A data analyst must make a reasonable assessment of the audience’s needs, background, and preferences for receiving data analytic results. This may require some creative guessing. If the audience is available to the analyst, the analyst should ask questions about how best to present results. Otherwise, reasonable assumptions must be made or contingencies (e.g. backup slides, appendices) can be prepared for the presentation itself.
The data analyst will likely have to work under a set of resource constraints, placing boundaries on what can be done with the data. The first and foremost constraint is likely to be time. One can only try so many things in the time allotted, or some analyses may take too long to complete. Therefore, compromises may need to be made unless more time and resources can be negotiated. Tooling will be limited in that certain combinations of models and software may not exist and there may not be time to develop new tools from scratch.

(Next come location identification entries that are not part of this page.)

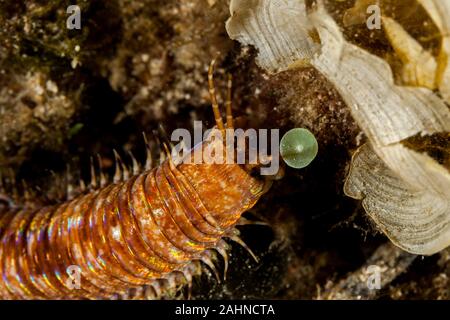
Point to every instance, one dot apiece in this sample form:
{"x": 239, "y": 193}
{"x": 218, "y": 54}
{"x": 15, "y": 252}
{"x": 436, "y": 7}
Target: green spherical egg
{"x": 298, "y": 147}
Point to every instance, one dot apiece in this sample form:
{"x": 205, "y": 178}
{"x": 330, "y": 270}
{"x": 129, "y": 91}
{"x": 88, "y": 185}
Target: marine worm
{"x": 138, "y": 237}
{"x": 126, "y": 236}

A good data analyst must make an estimate of the time available and determine whether it is sufficient to complete the analysis. If resources are insufficient, then the analyst must either negotiate for more resources or adapt the analysis to fit the available resources. Creativity will almost certainly be required when there are severe resource constraints, in order to squeeze as much productivity out of what is available.
Context, audience, and resources can all place different kinds of constraints on a data analysis, forcing the analyst to employ different kinds of creativity to get the job done. Although I’ve presented each context, audience, and resources separately here, in most analyses all of these factors will play a role simultaneously. The complexity of the constraint environment (and their various interactions) can grow quickly, placing increasing pressure on the analyst to think creatively to produce useful results.